Ideon's Recent Moves Make Sale or Alliance Appear More Probable

Could Ideon Group Inc. soon go on the block?

That's the spin some are putting on the embattled company's announcement Monday that it will pursue "strategic alternatives" aimed at enhancing shareholder value.

Adding fuel to the fire was Ideon's choice of Lazard, Freres & Co. and Skadden, Arps, Slate, Meagher & Flom as financial and legal advisers for that purpose.

Ideon also established a committee charged with overseeing "strategic direction." Eugene Miller, a nonmanagement director, is its chairman, and Ideon chairman Paul G. Kahn will exercise oversight of the panel.

"From the cast of characters they've brought in, one of Ideon's considerations would be a sale or a strategic alliance," said David Katz, chief investment officer of Mattrix Asset Advisors in New York and an Ideon shareholder since May.

Mr. Katz described either prospect as "wonderful" and said either would give Mr. Kahn "a way that he walk away and say he salvaged profitability for the shareholders."

Mr. Kahn remains under "significant shareholder pressure" due to Ideon's fallen stock price, according to Mr. Katz. Ideon's stock was valued at $20.65 a share Feb. 28 but had slipped to $8.625 by May 26. Ideon closed at $9.75 Tuesday.

Ideon is tight-lipped about what its latest move means. "We can't go really much beyond what was said in the release at the present time," said Bill Lackey, an Ideon spokesman.

In a statement, Mr. Kahn said, "There can be no assurance that any restructuring or transaction will result from this process."

One industry observer speculated that Ideon's move was aimed at quelling a "shareholder revolt" led by Peter Halmos, ousted founder of Ideon subsidiary SafeCard Services Inc., whose much-publicized lawsuits remain a major distraction.

Mr. Halmos, in his latest press release condemning Ideon and Mr. Kahn, did not address that possibility.

The past year was brutal for Ideon and especially Mr. Kahn, whose ambitious expansion strategy backfired. Ideon jettisoned its Family Protection Network, a registry for missing children, and a servicing agreement with the PGA Tour Partners MasterCard. About 30% of Ideon employees lost their jobs - including president and chief operating officer John R. Birk.

Much of the ensuing furor was directed at Mr. Kahn, the past president of AT&T Universal Card Services, who had joined Ideon in 1993 with a mandate to diversify its marketing expertise and relationships.
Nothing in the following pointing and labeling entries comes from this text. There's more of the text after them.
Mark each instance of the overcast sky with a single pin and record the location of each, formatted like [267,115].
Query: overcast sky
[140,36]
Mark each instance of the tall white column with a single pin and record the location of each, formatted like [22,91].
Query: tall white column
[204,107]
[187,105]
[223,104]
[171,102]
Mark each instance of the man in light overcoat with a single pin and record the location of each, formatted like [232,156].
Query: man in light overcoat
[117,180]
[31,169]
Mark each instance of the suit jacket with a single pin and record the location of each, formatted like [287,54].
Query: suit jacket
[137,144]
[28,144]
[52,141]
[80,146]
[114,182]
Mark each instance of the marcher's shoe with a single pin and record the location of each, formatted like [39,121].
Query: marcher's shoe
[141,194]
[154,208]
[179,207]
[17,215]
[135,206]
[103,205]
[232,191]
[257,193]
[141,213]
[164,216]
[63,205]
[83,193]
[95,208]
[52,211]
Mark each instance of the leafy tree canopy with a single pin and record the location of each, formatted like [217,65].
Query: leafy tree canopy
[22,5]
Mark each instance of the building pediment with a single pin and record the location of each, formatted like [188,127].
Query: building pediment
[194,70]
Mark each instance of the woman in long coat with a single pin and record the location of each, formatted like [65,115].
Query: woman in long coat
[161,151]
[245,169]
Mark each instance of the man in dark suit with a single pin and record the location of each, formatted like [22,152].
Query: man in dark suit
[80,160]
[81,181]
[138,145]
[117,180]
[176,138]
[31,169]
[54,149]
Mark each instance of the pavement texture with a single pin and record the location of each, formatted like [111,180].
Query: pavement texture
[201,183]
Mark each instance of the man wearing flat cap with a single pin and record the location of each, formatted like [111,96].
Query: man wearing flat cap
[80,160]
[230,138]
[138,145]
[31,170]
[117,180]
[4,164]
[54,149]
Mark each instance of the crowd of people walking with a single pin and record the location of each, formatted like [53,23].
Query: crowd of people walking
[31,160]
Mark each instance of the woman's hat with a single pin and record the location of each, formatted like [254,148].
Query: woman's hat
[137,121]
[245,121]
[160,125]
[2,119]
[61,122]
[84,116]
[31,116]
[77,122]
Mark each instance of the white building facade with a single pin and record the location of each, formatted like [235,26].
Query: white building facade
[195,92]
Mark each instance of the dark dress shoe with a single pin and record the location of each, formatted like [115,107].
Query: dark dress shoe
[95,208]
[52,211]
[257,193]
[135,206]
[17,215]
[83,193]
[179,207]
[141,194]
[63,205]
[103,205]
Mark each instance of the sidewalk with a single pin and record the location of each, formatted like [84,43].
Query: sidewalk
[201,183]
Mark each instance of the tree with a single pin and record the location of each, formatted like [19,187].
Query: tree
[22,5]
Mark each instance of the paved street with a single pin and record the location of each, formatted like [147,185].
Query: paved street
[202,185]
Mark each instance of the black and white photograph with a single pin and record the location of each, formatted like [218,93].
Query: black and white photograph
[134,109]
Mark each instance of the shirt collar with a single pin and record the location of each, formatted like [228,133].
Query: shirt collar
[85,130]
Mr. Kahn was forced to reverse himself and concentrate on strengthening Ideon's core businesses - SafeCard, a card-registration company; Wright Express, which sells enhanced payment and information services to commercial vehicle fleets; and National Leisure Group, a provider of vacation and travel packages.

Toward this end, SafeCard signed a letter of intent in December to acquire United Bank Services, a Norman, Okla.-based company that offers products and services such as insurance, travel-related services, member services, merchant, and reward-loyalty marketing programs through financial institutions.

Terms are expected to include $18 million at closing and up to $12 million over the next three years.

Anita Boomstein, a lawyer at Hughes, Hubbard & Reed in New York who worked on the AT&T Universal card's launching, expressed doubt that Ideon would be sold. Mr. Kahn seems to have "refocused" the company, she said.

"He's consolidated his position and improved his position," said Ms. Boomstein. "I don't know if that means they're ripe for a takeover."